Taking Risks at the Royal Opera House (but then resigning!)
In an interview with Kasper Holten (pictured left), director of opera at the Royal Opera House in last weekend’s Sunday Times (behind paywall) by Hugh Canning, he spoke of the controversy some of the work he has programmed has ignited — including the booing of Damiano Michieletto’s staging of Rossini’s William Tell that included a controversial rape scene.
He tells his interviewer Hugh Canning, “Look, I wasn’t pleased with everything that happened, but all you can do is have people here who have done exciting work in the past and try to couple them with pieces that will bring an exciting outcome. You sometimes feel that’s not exactly the outcome you had envisaged. But you have to take risks.”

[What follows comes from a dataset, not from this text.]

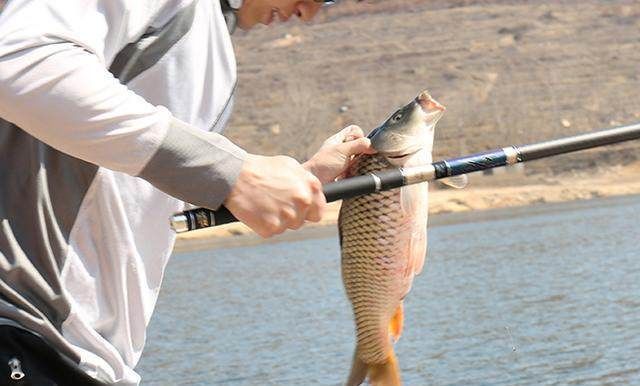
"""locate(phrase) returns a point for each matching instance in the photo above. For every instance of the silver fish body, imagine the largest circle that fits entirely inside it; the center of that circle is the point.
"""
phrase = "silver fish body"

He also talks of clashes between director Martin Kusej and conductor Marc Minkowski over a new production of Mozart’s Idomeneo.
It wasn’t a disaster. We had two amazing personalities, and they could have got on like a house on fire — or it could be a clash of egos. For a time, I thought it was going to be exciting. Then they started disagreeing. That’s not an excuse for the production, because I think we did reconcile the differences they had. I’m not sure audiences always appreciate the choices that go into our productions, which we don’t make merely to provoke. Was hiring Kusej and Minkowski a good idea in hindsight? Probably not. Do I regret it? No, it could have been brilliant.
In the interview, Canning writes, “Holten’s critics — one heard of clamours within the house for his removal — also need to acknowledge that these are still early days in his appointment… The jury is still out on his skills as a director, but there are clear signs that he is getting into his stride in that department; and he undoubtedly has strong ideas about how opera should be presented at Covent Garden in the 21st century, even if not everything works out as planned.”
But no sooner had this appeared, than yesterday — just three days later — he suddenly announced his departure from the company. According to new reports, he is to leave “after his contract expires in 2017, having turned down an offer of five years more in the role.”
In a statement sent to staff yesterday he said, “I love working at ROH – and with all the amazing colleagues here – and it feels very painful to let go of that in 2017. But when I moved to London, my partner and I didn’t have children. Now we do, and after much soul searching we have decided that we want to be closer to our families and inevitably that means we make Copenhagen our home where the children will grow up and go to school. It is with a very heavy heart that I send you these lines, but at the end of the day this decision has been inevitable for me.”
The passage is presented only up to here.